Does the description disclose side effects, auth requirements, rate limits, or destructive behavior?

With no annotations provided, the description carries the full burden of behavioral disclosure but fails completely. It doesn't indicate whether this is a mutating operation, what permissions are required, whether it's idempotent, what happens on conflicts, or what the response contains. For a complex creation tool, this is a critical gap.

Agents need to know what a tool does to the world before calling it. Descriptions should go beyond structured annotations to explain consequences.

Conciseness2/5

Is the description appropriately sized, front-loaded, and free of redundancy?

While technically concise with just two words, this is under-specification rather than effective conciseness. The description fails to convey essential information about the tool's purpose and behavior, making it inefficient for an AI agent trying to understand when and how to use this tool.

Shorter descriptions cost fewer tokens and are easier for agents to parse. Every sentence should earn its place.

Completeness1/5

Given the tool's complexity, does the description cover enough for an agent to succeed on first attempt?

Given the complexity of the input schema (with extensive nested objects for service configuration), the absence of annotations, and no output schema, the description is completely inadequate. It should explain what a 'service' means in this context, what the creation entails, and what happens after creation, but provides none of this.

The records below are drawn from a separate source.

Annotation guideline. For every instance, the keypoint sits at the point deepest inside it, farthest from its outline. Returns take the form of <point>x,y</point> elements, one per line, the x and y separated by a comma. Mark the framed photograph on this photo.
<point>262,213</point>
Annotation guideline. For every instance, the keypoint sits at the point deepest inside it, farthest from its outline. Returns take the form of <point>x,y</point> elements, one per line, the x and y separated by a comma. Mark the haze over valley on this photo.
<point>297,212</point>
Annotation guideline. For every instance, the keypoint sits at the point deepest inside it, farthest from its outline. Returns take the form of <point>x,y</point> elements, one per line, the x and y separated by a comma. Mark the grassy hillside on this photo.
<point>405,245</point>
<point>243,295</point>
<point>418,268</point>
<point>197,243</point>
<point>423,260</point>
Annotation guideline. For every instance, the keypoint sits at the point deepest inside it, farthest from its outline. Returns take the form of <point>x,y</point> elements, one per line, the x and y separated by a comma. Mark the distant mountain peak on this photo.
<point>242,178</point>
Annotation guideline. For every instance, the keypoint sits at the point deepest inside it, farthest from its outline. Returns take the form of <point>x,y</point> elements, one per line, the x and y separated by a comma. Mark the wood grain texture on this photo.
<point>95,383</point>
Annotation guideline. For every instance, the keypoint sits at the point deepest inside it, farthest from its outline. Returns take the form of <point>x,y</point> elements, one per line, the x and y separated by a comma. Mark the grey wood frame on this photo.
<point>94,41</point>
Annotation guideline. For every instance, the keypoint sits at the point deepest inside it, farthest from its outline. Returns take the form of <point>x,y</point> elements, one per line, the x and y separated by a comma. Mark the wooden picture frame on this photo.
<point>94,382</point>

Complex tools with many parameters or behaviors need more documentation. Simple tools need less. This dimension scales expectations accordingly.

Parameters3/5

Does the description clarify parameter syntax, constraints, interactions, or defaults beyond what the schema provides?

The schema description coverage is 100%, so the schema already documents both parameters thoroughly. The description adds zero information about parameters beyond what's in the schema. According to the scoring rules, when schema coverage is high (>80%), the baseline is 3 even with no param info in the description.

Input schemas describe structure but not intent. Descriptions should explain non-obvious parameter relationships and valid value ranges.

Purpose2/5

Does the description clearly state what the tool does and how it differs from similar tools?

The description 'Create a service' is a tautology that merely restates the tool name without adding specificity. It doesn't explain what type of service is being created, what system it operates within, or how it differs from sibling tools like 'create_route' or 'create_upstream'.

Agents choose between tools based on descriptions. A clear purpose with a specific verb and resource helps agents select the right tool.

Usage Guidelines1/5

Does the description explain when to use this tool, when not to, or what alternatives exist?

The description provides absolutely no guidance about when to use this tool versus alternatives. There's no mention of prerequisites, when this operation is appropriate, or how it relates to sibling tools like 'update_service' or 'create_upstream'.

Agents often have multiple tools that could apply. Explicit usage guidance like "use X instead of Y when Z" prevents misuse.